Chef Kwame Onwuachi’s Newest Restaurant Is a Caribbean Steakhouse in Las Vegas
Chef Kwame Onwuachi has a new restaurant coming to Las Vegas. The chef spoke to Travel + Leisure about restaurant's inspiration, his aspirations for the Vegas dining scene, and how his background (both his upbringing in North Bronx and his Afro-Caribbean roots) continues to shape his approach to food.
When Kwame Onwuachi speaks about food, he’s not just crafting menus—he’s conjuring memory, migration, and resistance. The Top Chef star and James Beard Award recipient is a storyteller who shapes his dishes around history and heritage. Now, Onwuachi is bringing his vision to Las Vegas with Maroon, a Caribbean steakhouse at Sahara Las Vegas.
Onwuachi’s vision for the restaurant is to reimagine the classic American steakhouse through the lens of Caribbean cuisine. There will be jerk rubs and dry-aged cuts, live-fire cooking, scotch bonnet-infused sauces, grilled seafood, and vibrant sides rooted in West African, Jamaican, and Creole traditions. It’s fine dining grounded in cultural memory.
But for Onwuachi, Maroon is more than a restaurant. It’s a reclamation of history and culture through the lens of fine dining—and it all starts with nomenclature. The name Maroon is a reference to the Maroons of Jamaica—descendants of enslaved Africans who escaped bondage and created self-sufficient communities in Jamaica’s Blue Mountains. “The Maroons didn’t just run,” Onwuachi told Travel + Leisure. “They thrived. They created something new, something powerful, out of pain and resistance. That energy—that story—is what this restaurant is about.”
“This isn’t just about food,” he added. “It’s about telling the stories that haven’t been told. It’s about honoring a legacy and recognizing that the food we’re putting on these plates has a deeper meaning. It’s not just a meal—it’s history, it’s resilience, and it’s a testament to the strength of those who came before us.”
Onwuachi is no stranger to building a restaurant that becomes a cultural moment. His New York City flagship, Tatiana by Kwame Onwuachi, opened at Lincoln Center in late 2022 and quickly became a sensation. (In both 2023 and 2024, it was ranked the No. 1 restaurant in New York City by The New York Times, topping its annual list of the city’s 100 best restaurants.) His new Washington, D.C. project, Dōgon, is also earning massive acclaim.
That’s exactly what he hopes to do in Las Vegas. Maroon will be the signature culinary anchor of Sahara Las Vegas’s ongoing evolution—a resort that has quietly but intentionally repositioned itself as a destination for thoughtful luxury.
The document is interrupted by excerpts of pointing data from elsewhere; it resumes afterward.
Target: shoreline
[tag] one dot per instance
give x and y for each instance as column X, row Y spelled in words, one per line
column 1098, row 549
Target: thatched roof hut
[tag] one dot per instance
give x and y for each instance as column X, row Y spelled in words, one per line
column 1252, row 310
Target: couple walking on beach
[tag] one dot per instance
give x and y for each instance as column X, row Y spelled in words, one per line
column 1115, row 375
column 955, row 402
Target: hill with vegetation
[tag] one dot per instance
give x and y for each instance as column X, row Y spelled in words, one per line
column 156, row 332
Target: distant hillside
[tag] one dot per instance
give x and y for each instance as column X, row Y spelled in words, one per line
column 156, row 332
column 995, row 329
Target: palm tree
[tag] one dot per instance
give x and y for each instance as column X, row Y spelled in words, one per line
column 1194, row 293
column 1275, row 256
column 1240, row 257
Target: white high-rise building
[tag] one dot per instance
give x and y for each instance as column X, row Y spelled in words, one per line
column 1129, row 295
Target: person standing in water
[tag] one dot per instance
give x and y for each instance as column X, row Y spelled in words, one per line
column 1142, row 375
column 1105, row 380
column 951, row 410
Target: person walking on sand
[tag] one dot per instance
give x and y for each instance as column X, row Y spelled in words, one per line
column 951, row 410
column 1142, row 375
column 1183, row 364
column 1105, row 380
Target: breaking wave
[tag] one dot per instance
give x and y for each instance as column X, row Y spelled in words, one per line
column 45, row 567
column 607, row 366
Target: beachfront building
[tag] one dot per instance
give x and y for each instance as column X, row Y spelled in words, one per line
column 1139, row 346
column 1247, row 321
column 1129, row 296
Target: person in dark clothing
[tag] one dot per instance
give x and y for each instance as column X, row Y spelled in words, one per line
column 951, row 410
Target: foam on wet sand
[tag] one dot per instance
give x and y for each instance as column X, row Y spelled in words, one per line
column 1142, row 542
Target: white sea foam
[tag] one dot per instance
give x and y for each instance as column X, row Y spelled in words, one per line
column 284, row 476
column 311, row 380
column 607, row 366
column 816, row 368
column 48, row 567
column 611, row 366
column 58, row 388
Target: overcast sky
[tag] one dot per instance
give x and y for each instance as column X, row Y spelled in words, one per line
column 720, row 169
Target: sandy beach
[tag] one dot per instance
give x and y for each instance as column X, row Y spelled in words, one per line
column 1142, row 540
“We were intentional in selecting Kwame Onwuachi as our partner for the next chapter of Sahara Las Vegas’ culinary journey,” Sahara owner Alex Meruelo told T+L. “His incomparable fusion of storytelling, culture, and outstanding cuisine is uniquely captivating. Maroon will not only advance chef Kwame’s personal vision but also revolutionize the current steakhouse experience on the Strip and beyond.”
Gladimir Gelin
In a city with dozens of luxury steakhouses—most modeled on classic American or European dining traditions—Onwuachi’s take stands apart. It’s not just that the flavors are different; it’s that the purpose is different.
Maroon is also the first concept on the Strip led by a Black chef-owner, rooted in diasporic cuisine, and designed from the ground up to represent a broader cultural vision. But Onwuachi is quick to note that representation alone isn’t the endgame. “It’s not just about being the first,” he said. “It’s about making sure we’re not the last. It’s about opening the door and then holding it open for others.”
This ethos extends beyond the kitchen. At Patty Palace in Queens, Onwuachi sells Miri, a sparkling water brand he founded to support clean water initiatives in Nigeria. A portion of the profits from every bottle sold goes directly toward building wells in underserved communities. “The goal is always to create something that leaves a positive mark,” he said. “Whether it’s through food or philanthropy, it’s about impact.”
Scott Suchman
As Las Vegas continues to evolve from a playground of extravagance into a city with growing cultural nuance, Maroon feels perfectly timed. Las Vegas has always been a place for big names and big concepts, but the Strip hasn’t often been a place where food carries this kind of weight. Maroon is poised to shift that balance. Its arrival is a signal that the dining landscape is shifting toward something more inclusive, more rooted, more real.
For Onwuachi, this next chapter is a return to origins, and a way of bringing past and future into one place. “Food is memory,” he said. “It’s how we remember who we are—and how we show the world what we can become.”
Travelers descending on Las Vegas this year will undoubtedly find all the usual thrills, but at Sahara, they’ll also find something soulful, ambitious, and long overdue. A seat at Maroon will be an invitation to experience a story told in fire, flavor, and freedom.